Is it a Right Triangle?

Let the $3-4-5$ triangle be oriented so that its lower left corner is at the origin of a standard $xy$ -grid, with the side length $4$ oriented along the positive $x$ -axis and the side length $3$ oriented along the positive $y$ -axis.

Now the slope of $BC$ is clearly $-\dfrac{4}{3}.$ To find the slope of $AB,$ note first that the upper-left corner of the box with side lengths $3$ lies at $P(-3,3).$ Next, after noting that the side of length $5$ of the $3-4-5$ triangle has slope $-\dfrac{3}{4},$ we see that the sides of the box of side lengths $5$ perpendicular to this side of the triangle will have slope $\dfrac{4}{3}.$ The uppermost vertex $Q$ of the box with side lengths $5$ will then lie at $(0,3) + (3,4) = (3,7),$ and so the slope of $AB$ will be that of $PQ$ , namely $\dfrac{7 - 3}{3 - (-3)} = \dfrac{2}{3}.$ Since the slopes of $AB$ and $BC$ are not negative reciprocals of one another, we can conclude that $\angle ABC$ is not a right angle.

For completeness we should also calculate the slope of $AC.$ The lower-right vertex $R$ of the box with side lengths $4$ lies at $R(4,-4),$ and the rightmost vertex $S$ of the box of side lengths $5$ lies at $(4,0) + (3,4) = (7,4).$ The slope of $AC$ is then the slope of $RS,$ namely $\dfrac{4 - (-4)}{7 - 4} = \dfrac{8}{3}.$ Again as this value is not the negative reciprocal of the slopes of either of the other two sides of $\Delta ABC$ we can conclude that none of the interior angles of $\Delta ABC$ are $90^{\circ},$ and thus $\Delta ABC$ is not a right-angled triangle.

I did the same Brian....But I also plotted this in Geogebra and here is the accurate image with the angle s

The above diagram refers to where I am in my steps below. 4,8 and 14 refer to lengths of the side of the smaller triangle they are each near, and the rest refer to angles.

When I did this, I used a series of trig identities and triangle properties to find the sides and angles necessary to find the angles of $\triangle ABC$ . And it was done in 18 simple steps: (note: A scientific calculator is needed for this. Having a calculator that can store numbers lets you be more precise here, but rounding to 2 decimal places will still get you the correct answer)

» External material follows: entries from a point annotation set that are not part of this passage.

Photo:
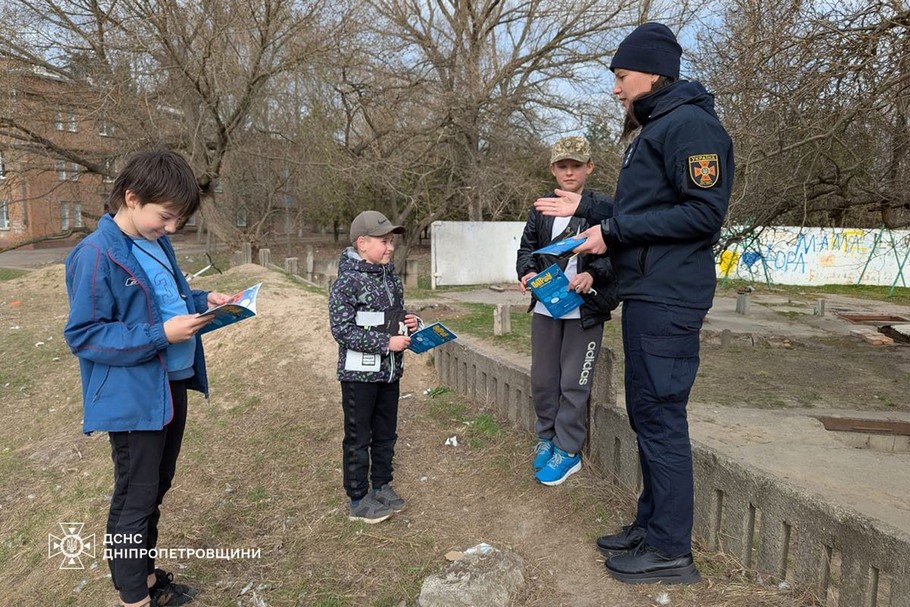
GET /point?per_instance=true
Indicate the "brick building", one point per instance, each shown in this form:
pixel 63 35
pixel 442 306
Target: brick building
pixel 49 194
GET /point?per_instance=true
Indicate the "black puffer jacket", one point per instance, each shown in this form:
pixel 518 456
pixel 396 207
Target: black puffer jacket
pixel 596 306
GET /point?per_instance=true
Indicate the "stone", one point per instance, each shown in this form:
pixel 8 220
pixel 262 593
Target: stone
pixel 489 578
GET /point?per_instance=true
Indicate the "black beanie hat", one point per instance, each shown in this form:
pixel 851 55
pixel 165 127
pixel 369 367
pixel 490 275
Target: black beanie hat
pixel 651 48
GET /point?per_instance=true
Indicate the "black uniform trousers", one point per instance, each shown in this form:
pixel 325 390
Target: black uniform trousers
pixel 661 345
pixel 370 432
pixel 144 467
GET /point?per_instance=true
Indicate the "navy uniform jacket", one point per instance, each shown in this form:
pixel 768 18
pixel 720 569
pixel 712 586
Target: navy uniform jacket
pixel 671 199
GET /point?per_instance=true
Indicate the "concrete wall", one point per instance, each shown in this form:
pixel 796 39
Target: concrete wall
pixel 817 256
pixel 474 253
pixel 773 528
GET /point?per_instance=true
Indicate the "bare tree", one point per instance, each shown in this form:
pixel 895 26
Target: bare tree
pixel 451 103
pixel 815 97
pixel 195 77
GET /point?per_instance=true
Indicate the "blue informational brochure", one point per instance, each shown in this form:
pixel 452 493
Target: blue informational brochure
pixel 240 306
pixel 551 287
pixel 429 337
pixel 561 248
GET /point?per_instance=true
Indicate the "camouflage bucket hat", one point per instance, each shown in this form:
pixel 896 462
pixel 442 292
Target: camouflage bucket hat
pixel 574 148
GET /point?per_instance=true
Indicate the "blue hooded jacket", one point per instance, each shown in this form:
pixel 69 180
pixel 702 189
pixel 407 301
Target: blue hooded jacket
pixel 671 199
pixel 116 330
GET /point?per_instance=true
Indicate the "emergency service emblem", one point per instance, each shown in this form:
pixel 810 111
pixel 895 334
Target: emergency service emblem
pixel 704 169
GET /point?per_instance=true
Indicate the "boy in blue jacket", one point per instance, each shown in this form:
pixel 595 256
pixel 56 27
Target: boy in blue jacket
pixel 366 313
pixel 133 322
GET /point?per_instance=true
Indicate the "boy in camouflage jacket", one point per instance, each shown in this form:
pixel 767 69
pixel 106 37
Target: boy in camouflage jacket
pixel 367 317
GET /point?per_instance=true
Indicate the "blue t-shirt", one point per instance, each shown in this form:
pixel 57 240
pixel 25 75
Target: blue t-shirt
pixel 153 260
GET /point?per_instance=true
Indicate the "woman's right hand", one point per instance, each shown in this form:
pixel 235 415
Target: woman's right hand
pixel 563 205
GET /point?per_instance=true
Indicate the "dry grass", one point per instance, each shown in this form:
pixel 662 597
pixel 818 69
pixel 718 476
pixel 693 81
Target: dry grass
pixel 260 470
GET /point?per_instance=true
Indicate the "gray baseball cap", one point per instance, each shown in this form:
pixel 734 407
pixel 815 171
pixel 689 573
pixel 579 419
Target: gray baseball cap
pixel 574 148
pixel 373 223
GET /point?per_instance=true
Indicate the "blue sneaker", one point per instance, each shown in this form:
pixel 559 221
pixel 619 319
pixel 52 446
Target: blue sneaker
pixel 560 467
pixel 543 451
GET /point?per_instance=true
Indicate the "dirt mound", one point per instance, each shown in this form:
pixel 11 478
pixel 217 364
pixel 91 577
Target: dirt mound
pixel 260 475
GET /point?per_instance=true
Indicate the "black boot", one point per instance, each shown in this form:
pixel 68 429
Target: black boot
pixel 627 539
pixel 647 565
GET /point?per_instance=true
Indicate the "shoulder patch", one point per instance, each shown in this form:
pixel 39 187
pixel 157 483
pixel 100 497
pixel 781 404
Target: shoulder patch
pixel 704 170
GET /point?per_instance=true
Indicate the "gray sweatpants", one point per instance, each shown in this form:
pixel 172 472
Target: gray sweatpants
pixel 563 356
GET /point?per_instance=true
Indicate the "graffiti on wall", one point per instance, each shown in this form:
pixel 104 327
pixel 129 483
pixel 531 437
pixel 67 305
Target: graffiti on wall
pixel 816 256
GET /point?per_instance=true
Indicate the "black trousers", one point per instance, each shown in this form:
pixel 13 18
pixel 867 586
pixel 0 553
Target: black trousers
pixel 661 345
pixel 370 426
pixel 144 466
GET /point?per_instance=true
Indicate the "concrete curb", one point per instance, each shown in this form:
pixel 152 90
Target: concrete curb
pixel 773 528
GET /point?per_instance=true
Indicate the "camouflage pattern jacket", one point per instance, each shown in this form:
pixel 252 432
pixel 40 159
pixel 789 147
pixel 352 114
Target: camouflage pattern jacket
pixel 363 289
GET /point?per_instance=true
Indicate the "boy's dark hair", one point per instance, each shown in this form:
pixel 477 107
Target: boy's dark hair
pixel 157 177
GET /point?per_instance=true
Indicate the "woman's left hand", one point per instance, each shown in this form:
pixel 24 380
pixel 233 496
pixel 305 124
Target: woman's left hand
pixel 581 283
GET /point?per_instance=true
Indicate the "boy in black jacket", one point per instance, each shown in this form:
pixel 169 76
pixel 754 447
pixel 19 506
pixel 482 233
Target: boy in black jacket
pixel 564 350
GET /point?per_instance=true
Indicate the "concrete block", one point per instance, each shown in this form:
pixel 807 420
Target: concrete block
pixel 734 501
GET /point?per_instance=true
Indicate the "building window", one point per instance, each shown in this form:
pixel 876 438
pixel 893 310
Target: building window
pixel 108 170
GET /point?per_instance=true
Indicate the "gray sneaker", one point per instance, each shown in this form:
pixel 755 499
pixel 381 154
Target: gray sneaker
pixel 387 496
pixel 369 510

1) $\tan^{-1}\frac{4}{3}=53.13$

2) $\tan^{-1}\frac{3}{4}=36.87$

3) $360-90-90-53.13=126.87$

4) $c^{2}=3^{2}+5^{2}-2(3)(5)(\cos 126.87) \color{#D61F06}{\Rightarrow} c=2\sqrt{13}$

5) $\frac{\sin 126.87}{2\sqrt{13}}=\frac{\sin A}{3} \color{#D61F06}{\Rightarrow} A=19.44$

6) $180-90-19.44=70.56$

The same logic used in 3-6 can be used in 7-10

7) $143.13$

8) $\sqrt{73}$

9) $16.31$

10) $73.69$

11) $180-70.56-73.69=35.75$

12) $180-143.13-16.31=20.56$

13) $180-90-20.56=69.44$

14) $5$ : This side is opposite the vertical angle of a right angle, making this a 3-4-5 right triangle and congruent to the original 3-4-5 right triangle.

15) $\cong (2) =36.87$

16) $180-90-36.87=53.13$

17) $180-69.44-53.13=57.43$

18) $180-35.75-57.43=86.82$

None of 11, 17 or 18 = 90, so the answer is $\color{#D61F06}{No}.\space\space\space\Box$

Firstly, we note that if $\triangle ABC$ were a right-angled triangle, $\angle a$ and $\angle b$ must add up to 90°. Then, we construct 2 triangles (in red) where we can determine the values of $\angle a$ and $\angle b$ .

• $\angle a$ = $\tan ^{ -1 }{ \frac { 4 }{ 6 } }=\quad 33.7°$
• $\angle b$ = $\tan ^{ -1 }{ \frac { 4 }{ 3 } }=\quad 53.1°$

Since $\angle a$ + $\angle b$ =53.1°+33.7°=86.8° $\neq$ 90°, therefore $\triangle ABC$ is not a right-angled triangle.